Hulusi Akar 'kontrollü darbe'yi itiraf mı etti?
Genelkurmay Başkanı Hulusi Akar'ın Darbeyi Araştırma Komisyonu'na verdiği yanıtlar ortaya çıktı. Akar'ın yanıtlarının satır aralarında kamuoyundaki 'kontrollü darbe' şüphesine dair 'itiraf' denilebilecek ifadeler yer aldı...Hulusi Akar 'kontrollü darbe'yi itiraf mı etti?
Genelkurmay Başkanı Hulusi Akar'ın Darbeyi Araştırma Komisyonu'na verdiği yanıtlar ortaya çıktı. Akar'ın yanıtlarının satır aralarında kamuoyundaki 'kontrollü darbe' şüphesine dair 'itiraf' denilebilecek ifadeler yer aldı...
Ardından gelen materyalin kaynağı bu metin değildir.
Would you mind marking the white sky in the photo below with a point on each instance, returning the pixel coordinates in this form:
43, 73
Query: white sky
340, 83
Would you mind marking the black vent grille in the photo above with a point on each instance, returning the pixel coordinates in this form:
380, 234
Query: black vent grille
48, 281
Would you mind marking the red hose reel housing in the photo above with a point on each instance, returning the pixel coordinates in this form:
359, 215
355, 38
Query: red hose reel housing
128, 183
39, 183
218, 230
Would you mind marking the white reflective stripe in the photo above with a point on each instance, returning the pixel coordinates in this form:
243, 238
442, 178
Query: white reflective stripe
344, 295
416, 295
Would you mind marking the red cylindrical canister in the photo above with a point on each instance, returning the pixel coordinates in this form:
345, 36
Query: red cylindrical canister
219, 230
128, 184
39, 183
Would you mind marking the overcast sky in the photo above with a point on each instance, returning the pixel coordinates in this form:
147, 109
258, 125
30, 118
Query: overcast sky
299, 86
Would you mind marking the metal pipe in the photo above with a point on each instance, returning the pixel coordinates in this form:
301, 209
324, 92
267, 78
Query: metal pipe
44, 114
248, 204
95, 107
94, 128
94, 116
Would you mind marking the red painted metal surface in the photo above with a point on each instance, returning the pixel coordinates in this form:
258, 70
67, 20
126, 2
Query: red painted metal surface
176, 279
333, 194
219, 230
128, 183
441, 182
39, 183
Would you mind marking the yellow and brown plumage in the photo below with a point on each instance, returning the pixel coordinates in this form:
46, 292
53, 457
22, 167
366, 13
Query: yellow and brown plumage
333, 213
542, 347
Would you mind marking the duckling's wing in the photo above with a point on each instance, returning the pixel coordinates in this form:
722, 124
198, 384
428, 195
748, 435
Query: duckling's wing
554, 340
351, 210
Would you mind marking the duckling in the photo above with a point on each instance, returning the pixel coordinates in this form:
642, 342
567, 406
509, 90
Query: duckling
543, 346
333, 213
Akar, kendisine yöneltilen 'MİT'ten gelen istihbarat sonucunda hangi tedbirleri aldınız?' sorusuna verdiği yanıtta alınan tedbirleri sıraladı. Akar soruya verdiği cevapta 'Alınan tedbirlerle, darbe öne çekildi, akamete uğratıldı' dedi.
Akar'ın bu yanıtı kontrollü darbe itirafı olarak yorumlandı. CHP Genel Başkan Yardımcısı Erdal Aksünger Akar'ın bu ifadeleri için; "Zaten biz buna kontrollü darbe diyoruz..! Normal devlet aklı önce halkın can güvenliğini sağlar, sonra da darbecileri deport eder..." yorumunu yaptı.
Peki gerçekten Akar'ın ifadeleri 'kontrollü darbe'nin itirafı mıydı?
Sorunun cevabını öğrenmek için fikrini sorduğumu Emekli Albay Ali Türkşen Akar'ın ifadesindeki boşluklara dikkat çekerek "Madem bu kadar önlem, tedbir almış da niye engelleyememiş, niye ülke genelinde alarm verip tüm TSK personelini birliklere çağırmamış?" sorularını yöneltti.
Türkşen, "Akar kendi başına bunları söylemeyi akıl ettiyse yazık yani, yanındakiler bunu önerdiyse yine yazık" diyerek ordu yönetimini 'beceriksizlik'le suçladı.
Kontrollü darbe iddiasına katılmadığını vurgulayan Türkşen "Ancak atılan her adım bunların işine yarıyor. Güvenle, ağzı dolusu olur mu öyle şey yahu, diye soramıyoruz. İçinde bulunduğumuz durum içler acısı" yorumunu yapıyor.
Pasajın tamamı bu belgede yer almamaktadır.